Bruce understands this all too well.

He has thought about the meaning of Batman's existence many times. Does Batman curb crime or give birth to crime?

The clown and even a series of Gotham villains are often not for their own evil intentions. Their purpose is to defeat Batman so that they can enjoy a drama about the fall of the knight.

In the process, many innocent lives were used as chips in the game and were involved in the disaster for no reason.

Bruce was a firm believer in Batman's raison d'être at first.

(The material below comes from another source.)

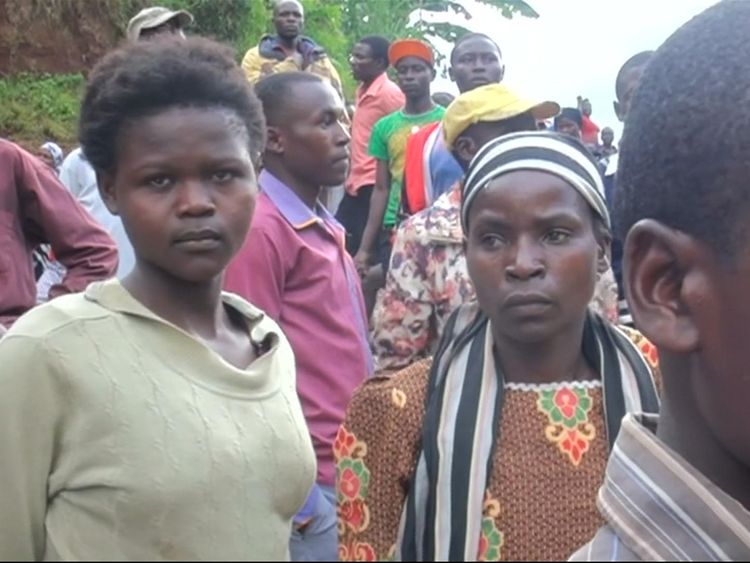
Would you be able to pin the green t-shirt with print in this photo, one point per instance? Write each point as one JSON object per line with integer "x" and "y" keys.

Gotham is indeed getting better, the crime rate is falling, and ordinary people in this city have a chance to breathe.

But it's much easier to destroy than rebuild.

There are countless ways for those vicious thugs to ruin all his efforts. The meaning of Batman is meaningless before the shocking casualties.

Could this have been avoided without Batman in the first place?

If bad things happen, is he the one who caused these tragedies?

No one can tell him.

Life can never be paid as a price, and the lesser of two evils is a joke in the face of fresh human lives.

But if he doesn't continue to be Batman, then Gotham will return to a worse situation than before. The evil he has been suppressing will surge up, and the weak will have no room to survive. At the same time, the hope he is trying to plant in Gotham It will also wither completely.

He must go on.

He can only do his best to ensure that he will not make mistakes and prevent all accidents. Bruce Wayne will be dedicated to Gotham as a victim of Batman.

He is willing.

But now Clark is also facing the same problem, and he can really convey these pale experiences——

Let Superman wear shackles that will never come off?